Öte yandan 2010 yılında Sleep ‘de yayımlanan bir çalışma3, uyku eksikliği bulunan katılımcıların diğer insanların duygularını ve sosyal ilişkilerini tanımlayabilme konusunda daha kötü oldukları bulgusuna ulaştı. Yorgun insanlar, gündelik yaşamın hemen hemen en önemli parçasını oluşturan iyi kararlar alma noktasında güçlük yaşıyorlar. Aslında bilim insanları 100 yıldan fazla bir süredir, aşırı çalışmanın verimlilik ile eşdeğer olmadığını söylüyorlardı ancak sistemin kendi doğası bu durumu gözardı etmek için zaten hazır haldeydi.
2004 yılında iş yeri araştırmacısı Tom Walker şöyle diyordu:
“1890’larda, çalışanlar günlük 8 saatlik çalışma dilimiyle denenmiş ve işçi-başına düşen toplam çıktının arttığı görülmüştü. 20. yüzyılın ilk 10 yıllık diliminde, “bilimsel yönetimin” yaratıcısı Frederick W. Taylor azalan iş saatlerinin işçi başına düşen verimi önemli oranda artırdığını belirtmişti.”
Harvard Business School yaklaşık bir yüzyıl sonra bu deneyi4; –Karl Marx’ın tanımıyla– kol emekçileri yerine kafa emekçileriyle tekrarladı ve hâlâ geçerli olduğu bulgusuna ulaştı. Öte yandan örnek teşkil etmesi açısından, Sosyalist Rusya’nın –sosyalist kaldığı süreçte– 3×8 şeklinde formülüze ettiği zaman dilimi gerçekten de verimi üst düzeye taşımıştı. Tahmin edildiği gibi; gerekli molalar (geceleri ve hafta sonları gibi) çalışanları daha verimli yapıyor. Özetle, aşırı iş yükü hikayesi eksilen dönütlere sebep oluyor: “Aşırı çalışmaya devam et çünkü yapacağımız çok daha anlamsız işler var.”

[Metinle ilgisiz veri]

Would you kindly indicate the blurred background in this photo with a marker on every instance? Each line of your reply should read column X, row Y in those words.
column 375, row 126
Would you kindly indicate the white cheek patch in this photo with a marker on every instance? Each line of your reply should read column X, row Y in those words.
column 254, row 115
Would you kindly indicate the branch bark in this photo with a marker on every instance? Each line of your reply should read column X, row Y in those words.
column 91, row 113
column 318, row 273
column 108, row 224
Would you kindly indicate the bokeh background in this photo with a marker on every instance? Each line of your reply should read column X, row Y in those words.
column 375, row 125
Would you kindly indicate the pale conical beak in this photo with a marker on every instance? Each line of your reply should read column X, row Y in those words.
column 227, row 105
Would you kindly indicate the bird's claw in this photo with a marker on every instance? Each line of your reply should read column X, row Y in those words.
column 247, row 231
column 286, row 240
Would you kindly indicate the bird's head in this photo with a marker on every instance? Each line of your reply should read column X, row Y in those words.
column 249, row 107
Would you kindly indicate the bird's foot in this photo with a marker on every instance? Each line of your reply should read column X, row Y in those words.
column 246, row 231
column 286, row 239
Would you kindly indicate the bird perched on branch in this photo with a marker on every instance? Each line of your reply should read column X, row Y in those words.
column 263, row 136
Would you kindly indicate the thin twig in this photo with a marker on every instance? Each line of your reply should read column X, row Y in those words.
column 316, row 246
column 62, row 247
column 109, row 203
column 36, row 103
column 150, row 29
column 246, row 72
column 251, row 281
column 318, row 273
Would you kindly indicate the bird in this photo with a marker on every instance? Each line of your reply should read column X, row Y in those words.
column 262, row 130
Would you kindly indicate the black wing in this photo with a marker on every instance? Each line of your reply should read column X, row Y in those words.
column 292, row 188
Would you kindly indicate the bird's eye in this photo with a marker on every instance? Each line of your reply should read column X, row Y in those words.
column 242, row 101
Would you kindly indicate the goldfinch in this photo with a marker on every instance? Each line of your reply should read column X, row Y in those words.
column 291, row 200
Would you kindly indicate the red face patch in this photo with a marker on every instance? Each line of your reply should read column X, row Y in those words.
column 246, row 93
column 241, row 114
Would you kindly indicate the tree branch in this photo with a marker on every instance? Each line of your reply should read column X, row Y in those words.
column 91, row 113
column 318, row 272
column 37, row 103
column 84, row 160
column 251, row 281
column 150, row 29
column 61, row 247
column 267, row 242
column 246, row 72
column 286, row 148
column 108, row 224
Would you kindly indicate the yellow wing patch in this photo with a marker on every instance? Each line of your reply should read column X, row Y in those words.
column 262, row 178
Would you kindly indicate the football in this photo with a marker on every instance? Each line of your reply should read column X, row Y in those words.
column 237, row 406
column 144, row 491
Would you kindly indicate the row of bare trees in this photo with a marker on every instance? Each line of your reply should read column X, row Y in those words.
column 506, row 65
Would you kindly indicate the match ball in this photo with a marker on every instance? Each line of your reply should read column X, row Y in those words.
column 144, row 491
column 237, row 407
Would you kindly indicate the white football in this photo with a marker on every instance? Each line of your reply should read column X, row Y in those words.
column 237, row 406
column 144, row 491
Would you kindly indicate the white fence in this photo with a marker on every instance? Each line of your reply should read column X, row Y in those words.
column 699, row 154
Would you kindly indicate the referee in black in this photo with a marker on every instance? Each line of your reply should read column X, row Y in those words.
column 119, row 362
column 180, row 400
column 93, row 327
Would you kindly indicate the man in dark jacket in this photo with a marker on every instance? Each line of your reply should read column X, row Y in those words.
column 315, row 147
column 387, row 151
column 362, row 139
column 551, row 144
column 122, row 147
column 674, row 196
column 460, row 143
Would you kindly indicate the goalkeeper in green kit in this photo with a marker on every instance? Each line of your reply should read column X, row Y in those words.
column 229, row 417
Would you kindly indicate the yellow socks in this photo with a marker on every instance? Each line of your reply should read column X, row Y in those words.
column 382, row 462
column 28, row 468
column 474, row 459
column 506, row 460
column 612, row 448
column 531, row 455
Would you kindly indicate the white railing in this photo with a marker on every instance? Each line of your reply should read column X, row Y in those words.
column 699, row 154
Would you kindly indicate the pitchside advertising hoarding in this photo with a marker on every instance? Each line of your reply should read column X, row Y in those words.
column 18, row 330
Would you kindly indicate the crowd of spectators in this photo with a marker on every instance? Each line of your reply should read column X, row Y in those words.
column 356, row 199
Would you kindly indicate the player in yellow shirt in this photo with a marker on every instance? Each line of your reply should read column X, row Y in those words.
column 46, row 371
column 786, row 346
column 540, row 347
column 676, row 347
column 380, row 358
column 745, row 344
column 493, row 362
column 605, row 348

Tam bu noktada, Eylül 2015`de Amerikalı araştırmacıların yaptığı ve okula gidiş günlerinin 4 güne indirilmesinin akademik performansın bazı alanlarını artırdığını gösteren çalışmasını5 paylaşmak da manidar olacaktır. Geçmiş araştırmalar aynı durumun iş günleri için de geçerli olabileceğini göstermişti.
Sonuç olarak yapılan araştırmalar tek bir noktaya işaret ediyor. Ve asıl soru şu: Daha fazla çalışmanın bizi daha verimli kıldığına dair herhangi bir bilimsel delil ortada yokken, neden hala 14 saate varan –ve bazen aşan– çalışma saatleriyle kendimizi öldürmeye devam ediyoruz?
Belki de artık bütün varlığımızı işlerimize bağlamaya bir son vermenin zamanı geldi. Hayatımızın en güzel yıllarını bir ofis içerisine sıkıştırarak sürdürmekten ziyade, çalışma rutinimizi bilimsel temelli veriler etrafında yeniden planlamaya başlayabiliriz.